St Andrews University Rector Stella Maris (credit: SCREENSHOT/X/VIA SECTION 27A OF THE COPYRIGHT ACT)
St Andrews University Rector Stella Maris (credit: SCREENSHOT/X/VIA SECTION 27A OF THE COPYRIGHT ACT)

Maris, who is also a former student at St Andrews, will retain the office of rector until her term expires in October 2026, regardless of any legal issues, according to the BBC.

At the time of the email, the university stated it was “dismayed” by Maris’s comments, the report noted, with hundreds of university students demanding that she either retract her remarks or resign from her position.

However, Maris told BBC Scotland News that she would not resign and insisted that she had done the right thing.

“I have received a lot of backlash, and it’s quite disappointing. I really tried to write a statement that would make everyone happy but realized I wasn’t being true to my beliefs.

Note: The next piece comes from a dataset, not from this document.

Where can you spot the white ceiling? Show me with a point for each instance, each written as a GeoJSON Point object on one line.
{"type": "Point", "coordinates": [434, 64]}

I’m glad I did it, and it was the right thing to do,” she commented.

What did the email denouncing Israel's actions in Gaza actually say?

In Maris’s message to students sent in October 2023, she described a vigil at the university as occurring “following weeks of genocidal attacks by the Israeli government against Gaza.”

“We must continue to recognize and condemn acts that are internationally regarded as humanitarian and war crimes,” she added.

“It is also crucial to acknowledge and denounce the actions by Hamas that qualify as war crimes, notably the taking of hostages and deliberately targeting civilians, which I have and continue to do,” she clarified.

According to the BBC, the email included a link to a website that carried a story titled “The evidence Israel killed its own citizens on October 7,” but Maris says she sent her email two days before the website published that article.

In August 2024, the BBC reported Maris as stating, “It is clear that I have been removed from court because I called for an end to Israel’s war crimes against Palestinians, and I will not apologize for doing so.”

University court chair Ray Perman said Maris was in “serious and persistent breach of her responsibilities” after emailing students with her personal opinions on the Israel-Hamas War, the BBC added.

“We recognize that parts of the rector’s statement were an important source of comfort to students affected by the conflict in Gaza. We also wish to stress most explicitly that the rector has never been asked to diminish or change her support of the Palestinian cause, only to acknowledge that in her handling of this matter, she caused distress and fear to some students, whom it was her duty to support and represent,” Perman said.

The University of St Andrews was founded in 1413, making it the third-oldest university in the English-speaking world after Oxford and Cambridge.